白露的话语清晰柔和,将事情原委娓娓道来。
洛秋水听闻白露之言,那双如秋水寒星般的眸子微微眯起,纤长的手指在留仙剑鞘上无意识地轻轻一点,眉头已不自觉地蹙了起来。
星宫的男性长老……
这寥寥几字,在她心湖中投下的却不是涟漪,而是一块沉甸甸的寒冰。宁州修真界,谁人不知星宫那些男性长老的名声?仗着星宫势大,行事往往带着几分肆无忌惮。尤其是那位冲虚散人,其行径更是令人不齿,竟连自家星宫出身的林二小姐都欲强行纳娶,其品性之低劣,可见一斑。对外派的女修,他们只怕更加无所顾忌。
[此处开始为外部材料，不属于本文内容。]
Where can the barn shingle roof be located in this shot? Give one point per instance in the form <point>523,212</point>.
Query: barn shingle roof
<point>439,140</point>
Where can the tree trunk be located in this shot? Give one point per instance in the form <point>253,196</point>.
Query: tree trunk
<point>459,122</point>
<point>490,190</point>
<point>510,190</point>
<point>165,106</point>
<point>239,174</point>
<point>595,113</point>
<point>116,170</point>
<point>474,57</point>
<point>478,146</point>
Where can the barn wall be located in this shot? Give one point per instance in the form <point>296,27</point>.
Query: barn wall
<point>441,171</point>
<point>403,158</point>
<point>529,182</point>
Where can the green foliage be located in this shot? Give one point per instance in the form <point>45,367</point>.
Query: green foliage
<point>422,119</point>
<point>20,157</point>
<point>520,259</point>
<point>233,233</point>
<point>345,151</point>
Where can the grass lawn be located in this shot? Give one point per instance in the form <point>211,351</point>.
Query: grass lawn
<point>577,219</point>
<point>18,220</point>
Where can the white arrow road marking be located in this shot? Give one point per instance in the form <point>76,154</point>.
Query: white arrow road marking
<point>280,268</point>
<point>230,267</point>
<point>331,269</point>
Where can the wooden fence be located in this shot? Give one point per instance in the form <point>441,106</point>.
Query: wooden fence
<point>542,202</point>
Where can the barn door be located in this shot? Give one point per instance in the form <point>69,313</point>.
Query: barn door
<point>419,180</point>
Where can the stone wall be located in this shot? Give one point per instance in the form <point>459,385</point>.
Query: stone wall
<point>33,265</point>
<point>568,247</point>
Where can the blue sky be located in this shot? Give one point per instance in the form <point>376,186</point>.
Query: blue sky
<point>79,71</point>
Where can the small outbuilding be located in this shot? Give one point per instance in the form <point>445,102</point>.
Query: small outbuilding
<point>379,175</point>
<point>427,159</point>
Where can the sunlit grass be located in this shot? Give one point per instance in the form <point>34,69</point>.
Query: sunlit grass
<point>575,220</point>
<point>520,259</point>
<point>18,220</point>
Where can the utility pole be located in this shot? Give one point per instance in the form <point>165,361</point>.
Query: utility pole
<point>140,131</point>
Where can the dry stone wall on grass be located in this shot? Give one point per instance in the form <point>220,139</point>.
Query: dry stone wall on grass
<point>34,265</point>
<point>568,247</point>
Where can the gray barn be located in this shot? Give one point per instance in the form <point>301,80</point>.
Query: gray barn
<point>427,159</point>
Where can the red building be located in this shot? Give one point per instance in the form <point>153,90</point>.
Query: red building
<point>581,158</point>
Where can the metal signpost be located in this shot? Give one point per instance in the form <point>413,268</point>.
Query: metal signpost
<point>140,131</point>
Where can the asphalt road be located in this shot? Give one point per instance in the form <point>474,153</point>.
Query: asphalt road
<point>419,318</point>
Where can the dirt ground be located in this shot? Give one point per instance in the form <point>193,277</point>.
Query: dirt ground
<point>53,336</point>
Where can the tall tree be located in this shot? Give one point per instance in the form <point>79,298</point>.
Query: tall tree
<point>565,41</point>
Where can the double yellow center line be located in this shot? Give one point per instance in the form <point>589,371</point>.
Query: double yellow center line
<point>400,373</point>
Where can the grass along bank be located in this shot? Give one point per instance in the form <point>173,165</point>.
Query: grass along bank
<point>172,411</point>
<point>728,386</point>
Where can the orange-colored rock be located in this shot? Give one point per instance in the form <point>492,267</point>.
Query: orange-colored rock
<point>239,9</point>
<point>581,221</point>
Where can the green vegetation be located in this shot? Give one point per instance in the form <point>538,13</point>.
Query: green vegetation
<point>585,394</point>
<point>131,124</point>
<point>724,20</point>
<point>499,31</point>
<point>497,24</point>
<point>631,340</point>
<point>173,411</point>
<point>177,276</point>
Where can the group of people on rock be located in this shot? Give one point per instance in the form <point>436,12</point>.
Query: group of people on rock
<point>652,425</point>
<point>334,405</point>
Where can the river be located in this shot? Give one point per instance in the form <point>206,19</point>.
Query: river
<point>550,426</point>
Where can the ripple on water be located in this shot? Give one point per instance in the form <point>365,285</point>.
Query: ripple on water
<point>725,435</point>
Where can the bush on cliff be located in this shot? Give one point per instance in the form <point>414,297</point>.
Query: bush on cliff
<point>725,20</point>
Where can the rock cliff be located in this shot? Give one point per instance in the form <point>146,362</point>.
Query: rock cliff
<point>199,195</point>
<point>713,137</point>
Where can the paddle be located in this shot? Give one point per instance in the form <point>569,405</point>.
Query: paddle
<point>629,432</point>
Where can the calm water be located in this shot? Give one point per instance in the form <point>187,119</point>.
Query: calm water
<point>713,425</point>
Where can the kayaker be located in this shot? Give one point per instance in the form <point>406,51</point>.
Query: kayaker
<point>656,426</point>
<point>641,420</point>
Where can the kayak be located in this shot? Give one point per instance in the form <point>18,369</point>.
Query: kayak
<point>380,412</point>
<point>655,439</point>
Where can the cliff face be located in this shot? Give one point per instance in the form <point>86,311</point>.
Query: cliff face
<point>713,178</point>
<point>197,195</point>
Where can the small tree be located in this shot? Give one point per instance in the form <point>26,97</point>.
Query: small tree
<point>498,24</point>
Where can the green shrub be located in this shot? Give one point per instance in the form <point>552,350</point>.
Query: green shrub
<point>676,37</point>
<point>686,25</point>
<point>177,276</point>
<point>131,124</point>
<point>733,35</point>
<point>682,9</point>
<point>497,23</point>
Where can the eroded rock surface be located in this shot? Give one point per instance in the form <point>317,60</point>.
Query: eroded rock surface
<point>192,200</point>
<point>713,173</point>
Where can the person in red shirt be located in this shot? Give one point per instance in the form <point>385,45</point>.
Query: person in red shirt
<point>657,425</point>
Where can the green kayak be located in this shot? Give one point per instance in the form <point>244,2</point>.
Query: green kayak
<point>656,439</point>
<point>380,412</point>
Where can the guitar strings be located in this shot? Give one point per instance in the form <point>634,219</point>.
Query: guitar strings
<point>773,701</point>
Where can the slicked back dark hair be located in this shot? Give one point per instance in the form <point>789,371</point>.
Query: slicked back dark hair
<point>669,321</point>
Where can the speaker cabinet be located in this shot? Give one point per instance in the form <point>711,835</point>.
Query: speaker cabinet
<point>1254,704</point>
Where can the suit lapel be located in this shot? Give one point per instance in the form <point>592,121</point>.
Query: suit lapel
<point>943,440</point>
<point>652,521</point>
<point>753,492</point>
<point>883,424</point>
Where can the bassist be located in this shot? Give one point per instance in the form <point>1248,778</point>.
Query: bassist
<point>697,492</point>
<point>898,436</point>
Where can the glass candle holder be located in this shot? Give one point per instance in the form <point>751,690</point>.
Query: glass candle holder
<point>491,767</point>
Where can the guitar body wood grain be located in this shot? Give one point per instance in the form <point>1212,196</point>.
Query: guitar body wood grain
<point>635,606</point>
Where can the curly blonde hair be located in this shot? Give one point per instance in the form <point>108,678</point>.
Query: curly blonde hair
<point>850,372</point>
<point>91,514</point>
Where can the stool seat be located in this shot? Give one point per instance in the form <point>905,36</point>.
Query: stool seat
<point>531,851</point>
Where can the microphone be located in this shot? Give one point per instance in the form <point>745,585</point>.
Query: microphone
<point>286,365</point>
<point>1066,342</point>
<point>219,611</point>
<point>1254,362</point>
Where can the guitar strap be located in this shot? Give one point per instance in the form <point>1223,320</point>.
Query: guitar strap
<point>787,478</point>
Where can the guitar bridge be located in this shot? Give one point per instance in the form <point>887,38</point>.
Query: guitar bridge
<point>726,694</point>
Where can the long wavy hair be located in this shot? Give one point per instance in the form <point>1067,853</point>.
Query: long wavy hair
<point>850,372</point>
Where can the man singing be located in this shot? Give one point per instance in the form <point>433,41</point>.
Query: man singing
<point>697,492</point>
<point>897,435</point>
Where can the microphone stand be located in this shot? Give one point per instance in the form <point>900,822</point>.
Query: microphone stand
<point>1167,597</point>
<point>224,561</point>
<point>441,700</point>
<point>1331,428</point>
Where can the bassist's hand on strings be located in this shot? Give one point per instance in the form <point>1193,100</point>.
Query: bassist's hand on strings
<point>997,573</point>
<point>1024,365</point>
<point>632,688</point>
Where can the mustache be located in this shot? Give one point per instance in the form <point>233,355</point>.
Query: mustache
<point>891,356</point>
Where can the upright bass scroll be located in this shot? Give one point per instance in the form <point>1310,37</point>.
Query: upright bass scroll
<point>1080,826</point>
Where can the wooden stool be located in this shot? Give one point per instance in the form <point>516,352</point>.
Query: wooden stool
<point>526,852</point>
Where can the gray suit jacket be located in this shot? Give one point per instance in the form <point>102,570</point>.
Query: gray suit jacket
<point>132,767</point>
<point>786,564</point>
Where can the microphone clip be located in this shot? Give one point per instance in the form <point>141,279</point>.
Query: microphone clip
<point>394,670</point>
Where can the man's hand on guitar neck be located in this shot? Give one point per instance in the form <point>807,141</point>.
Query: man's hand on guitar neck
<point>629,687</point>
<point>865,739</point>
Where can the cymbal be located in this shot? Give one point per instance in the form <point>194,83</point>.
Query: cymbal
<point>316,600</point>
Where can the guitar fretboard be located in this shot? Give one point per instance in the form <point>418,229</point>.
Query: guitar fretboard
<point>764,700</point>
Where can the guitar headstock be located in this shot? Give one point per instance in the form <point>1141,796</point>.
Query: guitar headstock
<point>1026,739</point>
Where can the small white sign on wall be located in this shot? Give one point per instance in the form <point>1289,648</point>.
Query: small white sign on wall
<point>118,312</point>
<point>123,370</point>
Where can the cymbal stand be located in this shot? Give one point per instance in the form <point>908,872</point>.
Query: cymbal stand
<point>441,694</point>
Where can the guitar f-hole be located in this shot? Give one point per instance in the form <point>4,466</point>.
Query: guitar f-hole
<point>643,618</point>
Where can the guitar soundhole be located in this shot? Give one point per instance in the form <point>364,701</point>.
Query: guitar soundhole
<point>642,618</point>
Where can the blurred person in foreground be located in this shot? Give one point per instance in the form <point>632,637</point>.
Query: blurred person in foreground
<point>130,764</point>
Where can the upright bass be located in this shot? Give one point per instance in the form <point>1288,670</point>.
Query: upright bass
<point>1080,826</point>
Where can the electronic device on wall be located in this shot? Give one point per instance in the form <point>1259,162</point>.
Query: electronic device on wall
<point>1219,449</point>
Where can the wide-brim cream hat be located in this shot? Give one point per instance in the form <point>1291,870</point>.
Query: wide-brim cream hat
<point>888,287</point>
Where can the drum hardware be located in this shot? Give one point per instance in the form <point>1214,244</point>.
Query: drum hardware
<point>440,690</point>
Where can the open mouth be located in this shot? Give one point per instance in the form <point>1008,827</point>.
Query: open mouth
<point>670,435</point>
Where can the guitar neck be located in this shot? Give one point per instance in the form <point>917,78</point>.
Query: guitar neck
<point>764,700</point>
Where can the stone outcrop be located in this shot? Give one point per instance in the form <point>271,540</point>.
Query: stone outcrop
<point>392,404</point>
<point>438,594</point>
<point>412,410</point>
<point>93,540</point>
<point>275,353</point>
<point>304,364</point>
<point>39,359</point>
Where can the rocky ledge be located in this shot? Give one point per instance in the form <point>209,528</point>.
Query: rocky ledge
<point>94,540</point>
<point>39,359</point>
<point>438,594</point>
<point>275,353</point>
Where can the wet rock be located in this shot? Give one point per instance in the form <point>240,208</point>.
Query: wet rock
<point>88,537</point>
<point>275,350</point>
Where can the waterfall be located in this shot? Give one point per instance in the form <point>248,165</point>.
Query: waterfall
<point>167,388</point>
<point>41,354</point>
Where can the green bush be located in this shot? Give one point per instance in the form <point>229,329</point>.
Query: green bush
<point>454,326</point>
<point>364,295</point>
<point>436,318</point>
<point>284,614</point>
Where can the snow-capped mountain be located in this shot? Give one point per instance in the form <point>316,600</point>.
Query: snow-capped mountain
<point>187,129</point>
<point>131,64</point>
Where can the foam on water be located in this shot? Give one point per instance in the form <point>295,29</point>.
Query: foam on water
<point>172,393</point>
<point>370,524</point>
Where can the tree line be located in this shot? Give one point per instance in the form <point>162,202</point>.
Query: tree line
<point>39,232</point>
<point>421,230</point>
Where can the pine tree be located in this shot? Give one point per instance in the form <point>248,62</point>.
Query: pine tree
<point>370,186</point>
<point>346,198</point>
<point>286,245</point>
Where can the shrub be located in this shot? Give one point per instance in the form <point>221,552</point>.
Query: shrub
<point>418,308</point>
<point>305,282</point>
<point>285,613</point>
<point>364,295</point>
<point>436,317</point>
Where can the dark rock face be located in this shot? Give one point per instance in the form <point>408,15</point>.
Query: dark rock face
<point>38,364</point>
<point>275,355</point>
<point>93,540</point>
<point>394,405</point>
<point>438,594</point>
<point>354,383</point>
一丝厌烦与警惕自心底升起。她并非畏惧,而是纯粹不喜与这等人物打交道。
然而,念头微转,想到星宫那位深不可测的宫主。传闻那位宫主已逾千岁,修为通天,面对数次魔道入侵都显得游刃有余,宗门内几位长老私下猜测,她极可能已悄然迈入了那传说中的化神之境。正因如此,包括星河剑派在内的五大正道门派,对星宫虽不认同其某些行径,但整体态度都保持着相当的谨慎与克制,不愿轻易与之交恶。
这其中的分寸,需得仔细拿捏。
旋即,她又想起往事。当年林家二小姐之事,她路见不平,确实与星宫的林家三长老起了冲突,还以筑基中期的修为将其越级击败了。
事后,因洛秋水确实对林二小姐有恩,加之星河剑派也非任人拿捏的软柿子,此事便也不了了之。如今想来,这点旧怨,应当还不至于让对方寻衅至此。
心思电转间,这些考量已在她脑中过了一遍。她抬眸,对上白露带着探询与些许期待的目光,那目光清澈,显然并未深思这其背后可能牵扯的复杂关系。
罢了。洛秋水心中轻叹。既是师妹所托,前去问询一番也无妨。若对方真是无理取闹,她洛秋水也并非怕事之人。
“我知道了。”她终于颔首,声音清越如常,却带着一丝不易察觉的冷意,“我便去看看吧。”
话音落下,她不再多言。身形微动,已是化作一道清冷的流光,宛若惊鸿掠影,悄无声息地便出了风雷谷,朝着白露所描述的、宗门与青石灵脉之间的那片地域疾驰而去。衣袂飘飘,剑意内敛,唯有那飞遁时带起的细微灵气波动,显示着她并非虚幻的泡影。